La semaine dernière, les marchés ont revu à la baisse leurs prévisions de réduction des taux d'intérêt de la BCE. Désormais, les marchés prévoient non-seulement des réductions d'environ 61 pb pour le reste de l'année 2024, impliquant ainsi plus de de 44% de probabilité d'au moins une réduction de 50 pb cette année, mais aussi un taux final d'environ 1,6%. Selon nous, le taux neutre se situe autour de 2% (0% en termes réels), de sorte que si l'inflation continue de baisser dans ce contexte de croissance atone, il serait logique que la BCE abaisse ses taux en dessous de 2% afin de devenir accommodante. Cela dit, certains éléments rendent peu probable une réduction de 50 pb cette année. Tout d'abord, l'inflation de base reste bien supérieure à l'objectif de la BCE et le ralentissement attendu de la croissance des salaires l'année prochaine pourrait ne pas se matérialiser autant que l'espère la BCE. Deuxièmement, la croissance du PIB réel devrait encore être soutenue par un marché du travail tendu (la zone euro affiche des taux de chômage historiquement bas) et une croissance solide des revenus réels. Enfin, les effets de base sur le rythme de l'inflation globale devraient devenir moins favorables au quatrième trimestre, poussant l'inflation à la hausse en fin d'année.

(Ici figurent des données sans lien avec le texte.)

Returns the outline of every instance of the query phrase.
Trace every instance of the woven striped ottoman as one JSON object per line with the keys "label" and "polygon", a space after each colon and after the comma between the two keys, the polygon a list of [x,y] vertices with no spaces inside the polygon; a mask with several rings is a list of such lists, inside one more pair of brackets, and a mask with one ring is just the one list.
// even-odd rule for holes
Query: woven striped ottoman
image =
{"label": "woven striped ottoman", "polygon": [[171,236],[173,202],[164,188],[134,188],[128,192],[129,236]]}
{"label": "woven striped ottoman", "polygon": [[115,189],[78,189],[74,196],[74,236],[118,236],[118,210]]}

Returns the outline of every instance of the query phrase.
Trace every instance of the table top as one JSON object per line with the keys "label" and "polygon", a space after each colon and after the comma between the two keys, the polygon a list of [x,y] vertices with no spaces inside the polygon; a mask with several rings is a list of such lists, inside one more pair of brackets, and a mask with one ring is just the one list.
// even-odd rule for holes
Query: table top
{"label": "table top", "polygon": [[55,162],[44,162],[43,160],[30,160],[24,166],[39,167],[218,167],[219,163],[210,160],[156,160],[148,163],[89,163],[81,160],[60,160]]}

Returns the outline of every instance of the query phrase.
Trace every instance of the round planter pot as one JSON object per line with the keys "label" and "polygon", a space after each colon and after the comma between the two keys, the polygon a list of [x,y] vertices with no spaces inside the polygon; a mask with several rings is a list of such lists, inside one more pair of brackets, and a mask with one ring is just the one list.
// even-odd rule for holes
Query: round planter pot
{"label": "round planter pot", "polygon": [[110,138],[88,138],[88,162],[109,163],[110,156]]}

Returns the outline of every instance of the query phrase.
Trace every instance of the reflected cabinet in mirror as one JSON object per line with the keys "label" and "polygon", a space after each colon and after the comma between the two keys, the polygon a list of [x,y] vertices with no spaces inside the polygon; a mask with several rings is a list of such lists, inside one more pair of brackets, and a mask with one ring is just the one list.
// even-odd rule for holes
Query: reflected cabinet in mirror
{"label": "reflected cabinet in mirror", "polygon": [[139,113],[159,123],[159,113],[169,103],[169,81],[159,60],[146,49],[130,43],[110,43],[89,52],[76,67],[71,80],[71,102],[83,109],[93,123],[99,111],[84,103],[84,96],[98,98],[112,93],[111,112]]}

En fin de compte, la BCE doit réduire ses taux plus régulièrement qu'elle ne l'a fait jusqu'à présent. Comme nous l'avons affirmé pour les États-Unis, les 150 premiers pb sont une évidence, même si l'on suppose un taux neutre légèrement plus élevé qu'avant Covid. Aller trop lentement risque d'endommager inutilement l'économie, plus précaire dans la zone euro qu'aux États-Unis, même en tenant compte des tendances de chômage dans ce pays. Pour nous, cela suggère une baisse de 25 pb par réunion dans un futur proche, mais la direction prise pourrait être de faire monter la pression en faveur d’une réduction plus importante, compte tenu de l’évolution des données économiques.